Just Mayo

Nutritional value per 1 Tablespoon (14g)
- Energy: 90 kcal (380 kJ)
- Carbohydrates: 1 g
- Fat: 10 g
- Saturated: 0.5 g
- Trans: 0 g
- Minerals: Quantity %DV^{†}
- Sodium: 0% .105 mg
- Other constituents: Quantity
- Energy from fat: 90 kcal (380 kJ)
- Cholesterol: 0

= Just Mayo =

Vegan condiment brand

Just Mayo is an egg substitute mayonnaise-like produced by Eat Just, Inc, formerly known as Hampton Creek. Just Mayo was first released in Northern California Whole Foods Markets on September 19, 2013. Just Mayo comes in original, wasabi, truffle, sesame ginger, garlic, chipotle and sriracha flavors. It has been described as "a vegan spread that has rattled the egg industry."

== History ==
Just Mayo was formulated in 2011 by Josh Tetrick, who invested $37,000 into the business of finding a cheaper alternative to eggs through his ventures Beyond Eggs and Hampton Creek. In 2014, Hampton Creek purchased hundreds of bottles of its own mayonnaise from grocery stores across the United States, and instructed contractors to place calls inquiring about products as customers to increase the perceived popularity of its products. The company was renamed JUST, inc. in 2017. Bill Gates and Li Ka-shing became backers of the company.

Just Mayo does not contain eggs; the formula took approximately two years to create. The research and development team at Hampton Creek screened 1,500 plants before discovering eleven that were suitable for the emulsification purposes in a mayonnaise.
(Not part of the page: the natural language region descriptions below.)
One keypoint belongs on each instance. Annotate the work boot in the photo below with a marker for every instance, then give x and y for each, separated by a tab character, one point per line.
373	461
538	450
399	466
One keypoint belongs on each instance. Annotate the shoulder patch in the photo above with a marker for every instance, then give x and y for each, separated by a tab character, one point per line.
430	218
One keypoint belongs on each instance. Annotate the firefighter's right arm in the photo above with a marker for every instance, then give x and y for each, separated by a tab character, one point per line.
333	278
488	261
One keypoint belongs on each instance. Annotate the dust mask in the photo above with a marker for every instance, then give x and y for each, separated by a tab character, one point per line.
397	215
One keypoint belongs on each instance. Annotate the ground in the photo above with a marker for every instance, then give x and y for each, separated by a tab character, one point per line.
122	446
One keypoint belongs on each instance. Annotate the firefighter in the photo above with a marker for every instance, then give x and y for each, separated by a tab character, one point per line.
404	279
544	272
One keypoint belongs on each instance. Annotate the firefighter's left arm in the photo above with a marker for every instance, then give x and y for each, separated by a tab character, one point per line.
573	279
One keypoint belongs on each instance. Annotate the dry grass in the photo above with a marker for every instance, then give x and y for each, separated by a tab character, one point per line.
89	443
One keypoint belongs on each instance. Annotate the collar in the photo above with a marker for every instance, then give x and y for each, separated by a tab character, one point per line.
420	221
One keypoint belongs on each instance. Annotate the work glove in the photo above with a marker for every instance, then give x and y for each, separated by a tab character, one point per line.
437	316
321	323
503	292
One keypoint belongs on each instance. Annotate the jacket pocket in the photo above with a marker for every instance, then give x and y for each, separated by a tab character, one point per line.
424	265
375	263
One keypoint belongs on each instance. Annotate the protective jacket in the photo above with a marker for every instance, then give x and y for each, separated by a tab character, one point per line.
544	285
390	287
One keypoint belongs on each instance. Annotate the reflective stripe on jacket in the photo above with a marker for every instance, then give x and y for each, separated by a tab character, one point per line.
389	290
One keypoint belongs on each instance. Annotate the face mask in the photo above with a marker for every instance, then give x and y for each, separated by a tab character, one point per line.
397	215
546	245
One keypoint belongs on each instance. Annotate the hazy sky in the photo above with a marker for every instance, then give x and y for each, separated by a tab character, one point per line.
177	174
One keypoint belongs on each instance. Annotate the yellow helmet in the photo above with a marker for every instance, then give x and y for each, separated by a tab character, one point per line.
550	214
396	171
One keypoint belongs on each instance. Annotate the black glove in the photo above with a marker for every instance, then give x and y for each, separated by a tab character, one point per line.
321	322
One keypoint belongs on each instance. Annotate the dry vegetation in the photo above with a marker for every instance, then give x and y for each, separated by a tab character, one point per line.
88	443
The plant that replaces the egg in Just Mayo is a specific variety of the Canadian yellow field pea (a type of split pea).

== Production and distribution milestones==
In October 2013, Just Mayo was produced by a copacker located in Seattle and Tennessee and distributed to Whole Foods across the United States by distribution company United Natural Foods.

In October 2014, Just Mayo was available in at least six grocery store chains in the United States, including Whole Foods, Kroger, Safeway, ShopRite, Target and Costco.

By early 2019, the product was extremely hard to find and not carried in any of these retailers, but distribution improved in the second half of the year.

While Just Mayo was still listed on the Eat Just website as of November 12, 2020, as of December 2020 all products (with the exception of Just Egg) had been removed from the website.

==Labelling controversy==
In 2014, Unilever (parent company of competing brand Hellmann's/Best Foods) filed a lawsuit against Hampton Creek for false advertising, arguing that Just Mayo cannot be marketed as mayonnaise because it does not meet the definition of the product specified by the Food and Drug Administration. The FDA requires that "mayonnaise" contain 65% vegetable oil and at least one egg yolk-containing ingredient; Just Mayo contains ingredients such as pea protein, beta-carotene, and modified food starch, none of which are used in mayonnaise according to FDA standards. Unilever also noted the use of egg-oriented imagery in its promotional materials, and stated that its false claims were "part of a larger campaign and pattern of unfair competition by Hampton Creek to falsely promote Just Mayo spread as tasting better than, and being superior to, Best Foods and Hellmann's mayonnaise." Hampton Creek CEO Josh Tetrick denied any wrongdoing, believing that Unilever's lawsuit was meant to solely hinder competition. Unilever ultimately dropped the lawsuit so Hampton Creek could work with "industry groups and appropriate regulatory authorities" on resolving its labelling, while also complimenting the company for its "commitment to innovation and its inspired corporate purpose."

In August 2015, the FDA sent Hampton Creek a formal warning that Just Mayo's labeling was misleading due to the product not meeting the standards for "mayonnaise", and because of wording on the packaging and promotional materials that contained an "implied health claim that these products can reduce the risk of heart disease due to the absence of cholesterol," which cannot be included as it contains too much fat to be promoted with such statements.

In December 2015, Hampton Creek announced that it had agreed to revise its packaging for Just Mayo in order to comply with the FDA's recommendations. The new label contains more prominent statements surrounding the nature of the product, and contains an explanation that the word "Just" in the product's name is defined as being "guided by reason, justice, and fairness."

In October 2016, it was reported that the American Egg Board and its affiliates "launched a secret two-year war against the vegan mayonnaise competitor", spending at least 59,500 to counter publicity about Just Mayo's products. This led to a federal investigation by the USDA's Agricultural Marketing Service, which condemned the American Egg Board "for overstepping its congressional mandate."